The pitch can be hired out, bringing in vital funds for clubs smaller than Queens Park Rangers were in the mid-1980s. It’s been estimated that clubs can bring in around £150,000 profit per year, the 1985 equivalent to which might not have been worth that much to a top flight side, but is still valuable income to a non-league club in 2025.
To make the stadium a hub for all of the club's youth and community teams, which has been anecdotally noted to have a positive effect on bringing younger supporters through the turnstiles.
But there remains resistance in the professional game. The Premier League and the EFL still ban them. They’re not banned in the National League, but all clubs are understood to have signed an agreement that in the event of promotion to League Two, they would switch back to grass.
Not all of the criticism of these pitches comes on the basis of tradition alone. The PFA has identified that players have three primary concerns regarding their use. Increased fatigue, the increased likelihood of injury and the subsequent shortening of careers, and the more direct style of football that artificial surfaces are perceived to promote.
Its survey of players taken as recently 2018 found that 94% of them are against artificial pitches. There also remain concerns about their safety, and not just from the perspective of player injuries. It has also been suggested that there may be a link between the rubber crumb infill used on these pitches and cancer, with one young player, Lewis Maguire, who contacted Hodgkin's lymphoma while playing on them as a youth, describing the growth in their use as, “an industrial scale experiment on the health of our children”.
A 2006 study in the Netherlands found that some of the rubber crumb used in pitches in Holland had come from rubber pipes used in the petrochemical industry. But the FA has stated that it is satisfied with its rubber crumb and that it passes all safety requirements, the regulation of which is ultimately the responsibility of DEFRA and the Health and Safety Executive.
But on the other hand, FIFA President Gianni Infantino urged an investigation into the carcinogenic properties of rubber crumb in 2018 and said that, on balance, he would rather FIFA invested the $4 billion set aside for football development over the 10 years on natural surfaces. Developments in hybrid pitches which are fair harder-wearing than traditional grass pitches have also rendered them less relevant than they might have been.
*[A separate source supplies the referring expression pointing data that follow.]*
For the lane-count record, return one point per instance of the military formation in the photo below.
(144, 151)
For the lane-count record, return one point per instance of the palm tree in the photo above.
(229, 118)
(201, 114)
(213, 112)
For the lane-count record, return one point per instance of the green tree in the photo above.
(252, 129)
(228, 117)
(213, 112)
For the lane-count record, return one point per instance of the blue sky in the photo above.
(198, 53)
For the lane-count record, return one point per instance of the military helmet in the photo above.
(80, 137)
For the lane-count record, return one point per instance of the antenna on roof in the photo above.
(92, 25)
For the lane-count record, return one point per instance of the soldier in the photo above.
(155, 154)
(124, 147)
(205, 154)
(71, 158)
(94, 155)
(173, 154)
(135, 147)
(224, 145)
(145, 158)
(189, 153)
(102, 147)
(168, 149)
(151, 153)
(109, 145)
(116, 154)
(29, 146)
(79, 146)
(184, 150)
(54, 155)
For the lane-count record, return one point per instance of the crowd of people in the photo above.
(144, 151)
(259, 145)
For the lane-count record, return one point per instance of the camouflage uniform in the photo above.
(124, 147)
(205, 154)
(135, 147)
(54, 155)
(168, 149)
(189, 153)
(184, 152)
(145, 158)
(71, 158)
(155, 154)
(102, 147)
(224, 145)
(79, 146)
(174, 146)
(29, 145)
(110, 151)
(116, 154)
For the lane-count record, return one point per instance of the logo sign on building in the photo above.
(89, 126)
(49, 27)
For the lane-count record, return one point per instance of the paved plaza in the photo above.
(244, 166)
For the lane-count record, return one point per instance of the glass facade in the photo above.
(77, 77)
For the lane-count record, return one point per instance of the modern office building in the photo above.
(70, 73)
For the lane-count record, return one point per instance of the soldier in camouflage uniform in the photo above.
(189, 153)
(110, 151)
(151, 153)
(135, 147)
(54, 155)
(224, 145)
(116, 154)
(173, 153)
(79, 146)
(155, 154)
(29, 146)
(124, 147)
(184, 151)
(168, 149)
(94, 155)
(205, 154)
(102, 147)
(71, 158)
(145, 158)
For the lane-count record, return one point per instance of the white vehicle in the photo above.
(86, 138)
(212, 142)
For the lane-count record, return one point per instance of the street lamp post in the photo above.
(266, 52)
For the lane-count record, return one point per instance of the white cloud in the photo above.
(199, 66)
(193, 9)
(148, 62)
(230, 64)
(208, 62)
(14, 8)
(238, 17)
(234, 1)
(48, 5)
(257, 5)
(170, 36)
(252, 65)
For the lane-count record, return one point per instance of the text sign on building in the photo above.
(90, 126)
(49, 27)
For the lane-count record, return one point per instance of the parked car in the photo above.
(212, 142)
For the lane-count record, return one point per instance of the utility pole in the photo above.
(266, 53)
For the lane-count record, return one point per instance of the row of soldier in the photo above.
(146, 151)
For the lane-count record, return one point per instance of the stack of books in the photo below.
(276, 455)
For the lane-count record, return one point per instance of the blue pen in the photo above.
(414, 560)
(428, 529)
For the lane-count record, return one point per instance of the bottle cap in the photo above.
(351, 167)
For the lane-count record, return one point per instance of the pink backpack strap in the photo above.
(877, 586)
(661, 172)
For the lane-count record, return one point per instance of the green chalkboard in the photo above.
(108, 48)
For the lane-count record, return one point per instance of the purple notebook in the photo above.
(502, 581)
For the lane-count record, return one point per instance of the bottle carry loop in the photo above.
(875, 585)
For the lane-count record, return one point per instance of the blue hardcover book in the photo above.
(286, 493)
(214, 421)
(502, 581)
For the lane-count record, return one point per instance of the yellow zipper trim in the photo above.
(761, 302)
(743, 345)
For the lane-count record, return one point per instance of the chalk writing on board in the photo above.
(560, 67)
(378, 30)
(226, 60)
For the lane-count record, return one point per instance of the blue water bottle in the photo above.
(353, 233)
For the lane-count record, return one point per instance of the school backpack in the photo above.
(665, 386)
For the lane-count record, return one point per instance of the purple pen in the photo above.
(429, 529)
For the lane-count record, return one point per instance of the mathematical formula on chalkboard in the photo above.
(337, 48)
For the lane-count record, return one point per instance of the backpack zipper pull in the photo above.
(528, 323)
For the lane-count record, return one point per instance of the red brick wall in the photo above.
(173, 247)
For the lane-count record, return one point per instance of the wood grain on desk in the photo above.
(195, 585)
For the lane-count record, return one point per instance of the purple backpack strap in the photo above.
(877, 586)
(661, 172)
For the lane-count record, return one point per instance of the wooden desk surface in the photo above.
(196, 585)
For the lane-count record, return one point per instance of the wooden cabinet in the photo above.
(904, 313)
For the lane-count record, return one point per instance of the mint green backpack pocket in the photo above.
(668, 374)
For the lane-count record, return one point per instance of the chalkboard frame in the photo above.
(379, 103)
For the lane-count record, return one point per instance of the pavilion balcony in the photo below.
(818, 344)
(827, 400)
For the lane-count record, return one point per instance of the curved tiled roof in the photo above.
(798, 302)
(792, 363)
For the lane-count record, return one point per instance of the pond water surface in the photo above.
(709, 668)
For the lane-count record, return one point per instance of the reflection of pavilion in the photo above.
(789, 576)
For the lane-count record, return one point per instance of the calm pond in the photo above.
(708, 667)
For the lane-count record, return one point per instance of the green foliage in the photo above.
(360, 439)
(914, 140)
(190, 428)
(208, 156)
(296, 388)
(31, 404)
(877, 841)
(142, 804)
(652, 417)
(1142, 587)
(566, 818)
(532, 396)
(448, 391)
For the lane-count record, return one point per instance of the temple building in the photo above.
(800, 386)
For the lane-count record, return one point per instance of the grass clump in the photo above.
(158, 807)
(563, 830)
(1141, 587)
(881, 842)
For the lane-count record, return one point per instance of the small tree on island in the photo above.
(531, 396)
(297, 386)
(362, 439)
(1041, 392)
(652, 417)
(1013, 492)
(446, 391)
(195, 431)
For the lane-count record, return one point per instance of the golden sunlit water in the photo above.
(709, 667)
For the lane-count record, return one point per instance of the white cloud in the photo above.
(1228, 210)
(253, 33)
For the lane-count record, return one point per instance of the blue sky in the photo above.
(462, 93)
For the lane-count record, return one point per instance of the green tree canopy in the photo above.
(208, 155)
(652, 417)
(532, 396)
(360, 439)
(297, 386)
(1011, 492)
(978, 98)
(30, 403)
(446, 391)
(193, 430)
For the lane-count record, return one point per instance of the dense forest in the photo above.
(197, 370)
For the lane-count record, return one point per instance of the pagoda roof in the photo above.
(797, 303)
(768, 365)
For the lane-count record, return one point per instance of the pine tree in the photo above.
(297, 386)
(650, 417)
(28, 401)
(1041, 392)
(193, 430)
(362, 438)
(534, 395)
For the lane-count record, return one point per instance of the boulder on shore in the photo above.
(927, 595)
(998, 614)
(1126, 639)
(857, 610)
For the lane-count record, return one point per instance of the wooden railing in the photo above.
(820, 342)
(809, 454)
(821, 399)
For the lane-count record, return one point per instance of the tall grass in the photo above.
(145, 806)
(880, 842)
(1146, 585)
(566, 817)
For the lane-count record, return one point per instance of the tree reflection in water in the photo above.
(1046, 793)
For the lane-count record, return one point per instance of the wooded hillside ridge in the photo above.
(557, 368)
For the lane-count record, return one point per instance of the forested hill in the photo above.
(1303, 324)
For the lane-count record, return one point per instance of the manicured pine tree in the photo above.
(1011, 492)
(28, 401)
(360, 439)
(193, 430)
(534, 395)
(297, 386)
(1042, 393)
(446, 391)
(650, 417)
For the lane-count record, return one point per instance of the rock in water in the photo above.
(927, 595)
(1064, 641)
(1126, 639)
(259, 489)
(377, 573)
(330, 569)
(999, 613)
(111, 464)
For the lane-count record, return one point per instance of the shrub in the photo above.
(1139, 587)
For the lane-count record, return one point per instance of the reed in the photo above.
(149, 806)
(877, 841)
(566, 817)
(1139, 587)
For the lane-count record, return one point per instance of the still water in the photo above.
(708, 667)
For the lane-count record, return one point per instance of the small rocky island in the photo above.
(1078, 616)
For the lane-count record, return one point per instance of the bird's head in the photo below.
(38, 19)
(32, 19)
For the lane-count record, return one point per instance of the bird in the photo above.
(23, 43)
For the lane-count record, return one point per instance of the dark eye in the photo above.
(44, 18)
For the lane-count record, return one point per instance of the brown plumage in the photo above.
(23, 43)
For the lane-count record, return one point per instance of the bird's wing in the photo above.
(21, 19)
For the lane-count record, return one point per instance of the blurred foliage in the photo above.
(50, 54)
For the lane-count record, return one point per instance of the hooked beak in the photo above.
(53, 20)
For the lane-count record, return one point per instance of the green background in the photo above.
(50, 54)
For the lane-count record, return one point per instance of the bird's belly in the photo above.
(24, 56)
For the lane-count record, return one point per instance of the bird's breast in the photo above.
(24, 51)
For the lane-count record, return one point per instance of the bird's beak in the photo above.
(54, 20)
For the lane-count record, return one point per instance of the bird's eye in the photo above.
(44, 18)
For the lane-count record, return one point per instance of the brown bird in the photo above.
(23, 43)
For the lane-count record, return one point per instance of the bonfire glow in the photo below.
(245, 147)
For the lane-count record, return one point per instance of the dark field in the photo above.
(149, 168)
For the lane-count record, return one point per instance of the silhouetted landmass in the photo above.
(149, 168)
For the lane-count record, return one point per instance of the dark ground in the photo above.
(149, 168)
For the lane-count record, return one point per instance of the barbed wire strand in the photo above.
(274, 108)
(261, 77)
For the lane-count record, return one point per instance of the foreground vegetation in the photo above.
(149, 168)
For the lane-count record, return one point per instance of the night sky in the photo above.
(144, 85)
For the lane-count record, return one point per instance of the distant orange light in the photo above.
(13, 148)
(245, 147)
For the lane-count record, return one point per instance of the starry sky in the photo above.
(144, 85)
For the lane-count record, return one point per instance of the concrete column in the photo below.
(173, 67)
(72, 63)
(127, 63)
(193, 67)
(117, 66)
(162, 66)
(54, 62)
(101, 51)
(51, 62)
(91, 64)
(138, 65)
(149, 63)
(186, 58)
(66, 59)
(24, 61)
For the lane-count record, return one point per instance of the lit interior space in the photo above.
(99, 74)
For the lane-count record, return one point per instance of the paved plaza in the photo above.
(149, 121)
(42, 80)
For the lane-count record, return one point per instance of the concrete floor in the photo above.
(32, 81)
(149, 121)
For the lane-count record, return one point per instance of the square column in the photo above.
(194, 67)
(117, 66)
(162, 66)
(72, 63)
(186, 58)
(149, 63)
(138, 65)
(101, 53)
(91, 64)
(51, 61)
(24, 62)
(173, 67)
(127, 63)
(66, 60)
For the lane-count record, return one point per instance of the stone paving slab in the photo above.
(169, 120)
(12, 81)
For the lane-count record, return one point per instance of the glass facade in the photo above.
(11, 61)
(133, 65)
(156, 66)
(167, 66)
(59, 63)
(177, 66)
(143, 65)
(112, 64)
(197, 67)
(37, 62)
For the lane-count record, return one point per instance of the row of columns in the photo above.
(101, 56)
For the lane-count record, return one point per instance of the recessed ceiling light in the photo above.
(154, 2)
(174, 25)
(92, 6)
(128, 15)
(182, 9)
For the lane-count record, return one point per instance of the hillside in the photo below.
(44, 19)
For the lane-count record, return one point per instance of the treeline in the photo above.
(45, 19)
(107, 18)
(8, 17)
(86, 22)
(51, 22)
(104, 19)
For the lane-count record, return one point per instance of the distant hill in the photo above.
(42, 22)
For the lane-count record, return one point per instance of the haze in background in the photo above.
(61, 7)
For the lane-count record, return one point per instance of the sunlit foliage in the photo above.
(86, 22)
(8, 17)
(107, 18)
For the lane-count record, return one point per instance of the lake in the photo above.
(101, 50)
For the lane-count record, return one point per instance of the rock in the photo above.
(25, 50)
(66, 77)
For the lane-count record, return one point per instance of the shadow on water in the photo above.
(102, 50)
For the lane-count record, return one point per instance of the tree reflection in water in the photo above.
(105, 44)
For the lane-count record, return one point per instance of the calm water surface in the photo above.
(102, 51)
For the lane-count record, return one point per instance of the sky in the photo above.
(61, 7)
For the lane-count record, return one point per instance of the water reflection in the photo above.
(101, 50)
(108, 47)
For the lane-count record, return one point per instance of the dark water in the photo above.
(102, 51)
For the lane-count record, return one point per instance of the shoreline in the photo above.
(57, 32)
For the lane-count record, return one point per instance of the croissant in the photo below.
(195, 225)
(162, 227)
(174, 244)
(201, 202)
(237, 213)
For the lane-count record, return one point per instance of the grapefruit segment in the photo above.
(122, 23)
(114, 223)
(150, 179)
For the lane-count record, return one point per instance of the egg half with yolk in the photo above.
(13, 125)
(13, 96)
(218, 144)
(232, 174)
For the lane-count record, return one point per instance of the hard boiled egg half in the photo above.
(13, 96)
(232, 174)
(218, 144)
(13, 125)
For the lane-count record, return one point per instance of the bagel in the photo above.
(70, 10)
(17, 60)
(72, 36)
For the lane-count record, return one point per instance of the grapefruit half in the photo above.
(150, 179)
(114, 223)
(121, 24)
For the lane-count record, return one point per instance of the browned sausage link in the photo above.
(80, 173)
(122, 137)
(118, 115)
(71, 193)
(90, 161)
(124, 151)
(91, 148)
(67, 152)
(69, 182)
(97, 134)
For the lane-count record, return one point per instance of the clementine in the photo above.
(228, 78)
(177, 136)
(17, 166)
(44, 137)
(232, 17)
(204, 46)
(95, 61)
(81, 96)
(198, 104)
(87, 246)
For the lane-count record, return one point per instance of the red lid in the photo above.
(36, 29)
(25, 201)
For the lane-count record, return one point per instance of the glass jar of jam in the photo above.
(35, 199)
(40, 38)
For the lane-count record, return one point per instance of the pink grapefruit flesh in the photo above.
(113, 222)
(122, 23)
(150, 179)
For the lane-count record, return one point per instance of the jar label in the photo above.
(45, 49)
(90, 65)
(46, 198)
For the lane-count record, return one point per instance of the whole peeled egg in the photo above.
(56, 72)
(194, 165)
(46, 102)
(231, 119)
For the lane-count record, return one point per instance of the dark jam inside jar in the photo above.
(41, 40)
In the four decades since artificial pitches were first introduced to football in this country, the debate over their use has hardly changed. On one side sit those who make them and those who have installed them, arguing their benefits. There is a practical need for clubs to maximise their income in an industry where they may only be properly open for business for one or two days a fortnight, nine months a year. It's a pragmatic response which has to treat the game as a means to an end, where the end is the bottom line of a spreadsheet.
And on the other sit those who prefer football to be played on grass, who are often painted as being traditionalists and little more. But then, it is reasonable and fair to have a preference, and concerns over the safety of these pitches may be valid, though it should be added that no formal connection has been made between the rubber crumbs, cancer or other illnesses.
That this debate should have been ongoing for over forty years speaks volumes about the way in which conversations concerning change still come about when it comes to professional football. It's a complex argument. Much of the last 150 years has been a tug of war between these two perspectives on the game, and as professional football continues to find flashier ways of bringing in even more money and innovation that many believe to be simply unnecessary, it's not an argument that's likely to vanish completely in the foreseeable future.